Otro hecho que no deja de llamar la atención es que existía una especie de trato de favor con los oficiales ingleses apresados. Resulta que en muchos casos permanecían en calidad de invitados en las casas de los armadores cuyas fragatas los habían capturado. Luego, estos armadores intentaban que la Corona corriese con los gastos generados por su manutención (comida y alojamiento), a lo que desde la capital del Reino solían hacer oídos sordos. En algunos casos, estos oficiales, huéspedes a la fuerza al principio, eran contratados para trabajar en Bilbao, e incluso se alistaban como corsarios, pero en naves vizcaínas. Esto sí que era integración.
El corsarismo existió desde el siglo XIV al XIX, si bien se considera a los siglos XVII y XVIII como los de su apogeo en nuestro país. Al barco pirata se le llamaba en euskera vizcaíno “ogetabostekue”, el de veinticinco, por ser éste el número habitual de sus tripulantes. La mayoría de nuestros piratas-corsarios eran guipuzcoanos y vascofranceses. Curiosamente, es sin embargo de Bizkaia de donde proceden los dos más antiguos de quienes se tiene noticia: el citado Pedro de Larraondo y Antón de Garai.
Larraondo era bilbaíno y comerciante y harto de ser víctima de abordajes en el Mediterráneo, en los que perdía toda su mercancía a manos de los catalanes, él mismo comenzó a dedicarse al corso a partir de 1405 y luego directamente a la piratería.
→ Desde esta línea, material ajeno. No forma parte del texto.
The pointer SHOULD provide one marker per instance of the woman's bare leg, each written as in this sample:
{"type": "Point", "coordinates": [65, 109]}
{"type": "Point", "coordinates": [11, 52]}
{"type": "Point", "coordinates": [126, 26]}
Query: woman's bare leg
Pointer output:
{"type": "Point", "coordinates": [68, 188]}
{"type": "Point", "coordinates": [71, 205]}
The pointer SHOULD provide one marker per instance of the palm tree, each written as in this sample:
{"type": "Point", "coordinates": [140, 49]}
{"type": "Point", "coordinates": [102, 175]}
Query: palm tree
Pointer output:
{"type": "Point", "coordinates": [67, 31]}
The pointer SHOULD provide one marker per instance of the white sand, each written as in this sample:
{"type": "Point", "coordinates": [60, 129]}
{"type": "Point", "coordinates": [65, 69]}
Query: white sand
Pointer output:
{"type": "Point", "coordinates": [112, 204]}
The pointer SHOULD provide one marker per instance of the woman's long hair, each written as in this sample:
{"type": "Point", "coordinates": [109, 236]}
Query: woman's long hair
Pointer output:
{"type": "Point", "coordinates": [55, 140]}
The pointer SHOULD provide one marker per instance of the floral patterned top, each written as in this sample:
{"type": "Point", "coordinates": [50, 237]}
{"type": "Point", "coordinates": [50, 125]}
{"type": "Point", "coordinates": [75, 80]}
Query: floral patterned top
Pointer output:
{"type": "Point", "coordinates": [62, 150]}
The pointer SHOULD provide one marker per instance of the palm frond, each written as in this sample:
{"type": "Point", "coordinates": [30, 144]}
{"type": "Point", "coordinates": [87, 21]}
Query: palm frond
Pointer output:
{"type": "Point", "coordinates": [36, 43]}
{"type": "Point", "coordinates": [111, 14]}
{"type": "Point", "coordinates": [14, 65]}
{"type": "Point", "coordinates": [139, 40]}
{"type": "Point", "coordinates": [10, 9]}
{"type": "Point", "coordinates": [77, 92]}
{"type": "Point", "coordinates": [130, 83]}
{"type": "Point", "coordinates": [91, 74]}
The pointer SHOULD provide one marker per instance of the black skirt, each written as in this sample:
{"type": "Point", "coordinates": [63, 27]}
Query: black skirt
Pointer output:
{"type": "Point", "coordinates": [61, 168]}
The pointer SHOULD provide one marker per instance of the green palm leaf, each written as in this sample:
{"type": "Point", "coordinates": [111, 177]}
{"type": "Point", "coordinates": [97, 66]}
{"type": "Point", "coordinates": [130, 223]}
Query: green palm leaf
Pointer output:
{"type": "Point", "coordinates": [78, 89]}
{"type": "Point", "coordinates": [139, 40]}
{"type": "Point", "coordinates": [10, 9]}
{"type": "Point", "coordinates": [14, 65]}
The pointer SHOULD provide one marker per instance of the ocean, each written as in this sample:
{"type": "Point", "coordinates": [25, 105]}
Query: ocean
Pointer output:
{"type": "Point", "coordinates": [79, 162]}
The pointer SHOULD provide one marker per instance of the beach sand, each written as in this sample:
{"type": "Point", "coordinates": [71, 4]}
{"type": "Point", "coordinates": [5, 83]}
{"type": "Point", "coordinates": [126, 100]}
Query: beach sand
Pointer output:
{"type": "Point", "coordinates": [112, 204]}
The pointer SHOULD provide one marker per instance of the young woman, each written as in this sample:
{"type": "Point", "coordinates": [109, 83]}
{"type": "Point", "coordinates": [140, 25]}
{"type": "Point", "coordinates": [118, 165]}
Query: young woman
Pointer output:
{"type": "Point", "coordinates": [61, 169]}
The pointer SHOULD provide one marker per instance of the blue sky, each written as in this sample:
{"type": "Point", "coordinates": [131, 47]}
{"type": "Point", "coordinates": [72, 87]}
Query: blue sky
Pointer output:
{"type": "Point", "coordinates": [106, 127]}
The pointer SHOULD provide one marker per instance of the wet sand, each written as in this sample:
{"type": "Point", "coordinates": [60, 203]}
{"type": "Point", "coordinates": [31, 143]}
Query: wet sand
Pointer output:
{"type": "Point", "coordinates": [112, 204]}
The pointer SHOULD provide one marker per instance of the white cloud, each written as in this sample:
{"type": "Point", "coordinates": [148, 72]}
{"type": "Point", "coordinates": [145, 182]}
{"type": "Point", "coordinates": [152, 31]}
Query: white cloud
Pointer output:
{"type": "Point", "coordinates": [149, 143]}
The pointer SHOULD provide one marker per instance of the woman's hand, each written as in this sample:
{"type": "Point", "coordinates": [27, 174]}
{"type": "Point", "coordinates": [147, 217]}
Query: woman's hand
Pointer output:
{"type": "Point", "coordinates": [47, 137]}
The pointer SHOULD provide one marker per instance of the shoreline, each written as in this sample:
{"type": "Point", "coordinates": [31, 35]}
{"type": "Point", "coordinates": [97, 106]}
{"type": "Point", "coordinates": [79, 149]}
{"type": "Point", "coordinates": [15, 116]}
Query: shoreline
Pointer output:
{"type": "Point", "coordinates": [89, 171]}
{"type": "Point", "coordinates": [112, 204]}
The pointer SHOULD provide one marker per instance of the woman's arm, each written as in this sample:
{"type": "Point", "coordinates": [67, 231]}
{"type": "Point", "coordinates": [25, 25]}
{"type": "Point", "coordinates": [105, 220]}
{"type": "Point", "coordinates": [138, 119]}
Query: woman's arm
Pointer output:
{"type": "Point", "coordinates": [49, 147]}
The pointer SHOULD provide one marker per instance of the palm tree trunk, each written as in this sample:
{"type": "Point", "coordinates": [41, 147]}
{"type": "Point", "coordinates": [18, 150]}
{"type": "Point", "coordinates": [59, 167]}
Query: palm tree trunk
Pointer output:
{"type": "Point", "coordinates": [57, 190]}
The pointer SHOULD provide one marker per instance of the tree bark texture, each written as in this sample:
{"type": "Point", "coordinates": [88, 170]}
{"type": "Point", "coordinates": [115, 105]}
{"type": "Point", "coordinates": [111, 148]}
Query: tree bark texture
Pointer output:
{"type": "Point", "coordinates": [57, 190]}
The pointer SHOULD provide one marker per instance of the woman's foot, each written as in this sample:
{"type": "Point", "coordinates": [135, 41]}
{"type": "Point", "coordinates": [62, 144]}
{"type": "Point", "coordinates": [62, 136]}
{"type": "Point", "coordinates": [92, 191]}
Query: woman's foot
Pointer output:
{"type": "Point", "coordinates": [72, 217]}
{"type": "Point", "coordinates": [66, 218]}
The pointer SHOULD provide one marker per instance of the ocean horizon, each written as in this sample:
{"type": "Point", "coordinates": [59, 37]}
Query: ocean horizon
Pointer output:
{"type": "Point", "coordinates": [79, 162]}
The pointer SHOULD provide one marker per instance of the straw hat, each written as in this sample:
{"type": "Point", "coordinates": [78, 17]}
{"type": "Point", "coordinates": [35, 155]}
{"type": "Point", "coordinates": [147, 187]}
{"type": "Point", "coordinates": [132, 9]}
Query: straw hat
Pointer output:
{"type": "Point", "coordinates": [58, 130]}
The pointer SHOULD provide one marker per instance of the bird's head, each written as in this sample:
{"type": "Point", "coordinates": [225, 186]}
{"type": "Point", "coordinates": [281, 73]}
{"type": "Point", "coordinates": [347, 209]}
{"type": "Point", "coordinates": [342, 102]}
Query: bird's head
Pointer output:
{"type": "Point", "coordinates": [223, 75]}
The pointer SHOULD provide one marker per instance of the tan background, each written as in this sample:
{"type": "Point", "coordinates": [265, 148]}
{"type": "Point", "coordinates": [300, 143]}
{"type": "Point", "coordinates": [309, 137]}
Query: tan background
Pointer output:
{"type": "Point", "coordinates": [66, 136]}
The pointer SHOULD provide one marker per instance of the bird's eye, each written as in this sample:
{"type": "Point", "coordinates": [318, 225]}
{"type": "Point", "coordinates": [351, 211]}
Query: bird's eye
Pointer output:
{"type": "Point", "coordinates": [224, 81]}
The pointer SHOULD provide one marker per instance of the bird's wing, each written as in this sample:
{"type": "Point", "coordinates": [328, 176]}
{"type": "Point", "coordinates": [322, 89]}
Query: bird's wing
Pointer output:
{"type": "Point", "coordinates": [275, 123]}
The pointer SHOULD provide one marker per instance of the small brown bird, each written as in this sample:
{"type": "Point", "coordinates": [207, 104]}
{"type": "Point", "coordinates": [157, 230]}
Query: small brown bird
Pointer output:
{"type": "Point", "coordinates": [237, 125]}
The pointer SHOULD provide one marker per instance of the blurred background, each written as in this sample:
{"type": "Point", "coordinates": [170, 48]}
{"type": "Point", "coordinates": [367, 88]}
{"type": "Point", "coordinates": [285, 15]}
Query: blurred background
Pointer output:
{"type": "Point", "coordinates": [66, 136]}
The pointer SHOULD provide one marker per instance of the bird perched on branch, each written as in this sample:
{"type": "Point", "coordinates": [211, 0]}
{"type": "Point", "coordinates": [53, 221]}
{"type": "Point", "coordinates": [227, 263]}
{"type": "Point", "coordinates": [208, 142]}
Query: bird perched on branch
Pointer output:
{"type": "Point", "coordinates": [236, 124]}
Padecieron sus andanzas en puertos como Génova y Alejandría, pero también en Brujas o Southampton. Su especialidad, los mercaderes catalanes. Fue ejecutado por orden del Sultán de Egipto cuando se negó a cambiar su religión cristiana por el islam.
Antón Garai, en cambio, era un arrantzale nacido en Gorliz a fines del siglo XV. y al mando de unos 25 mercenarios, se hizo a la mar desde Galicia en un carretón grande o gabarra que había adquirido en La Coruña y reformado en el puerto de Cedeira, y al que puso por nombre La Trinidad. Su primera víctima fue el navío bretón La Piedad y tras éste una serie de buques de todos los pabellones fueron presa del corsario vizcaíno. Cuando volvía a tierra y estaba con los suyos, llevaba una vida absolutamente normal. Lo malo es que algunas víctimas lo reconocieron y lo denunciaron ante el Corregidor, algo así como el gobernador civil de la época. Sucedió que a sus habituales presas (holandesas, inglesas, bretonas, portuguesas…) añadió por su cuenta las castellanas. Y lo pagó caro. En el juicio negó los cargos y solo se reconoció culpable ya en el patíbulo. Prometió que iba a restituir todo lo sustraído, pero el juez se limitó a ordenar que se cumpliera la sentencia y murió ahorcado.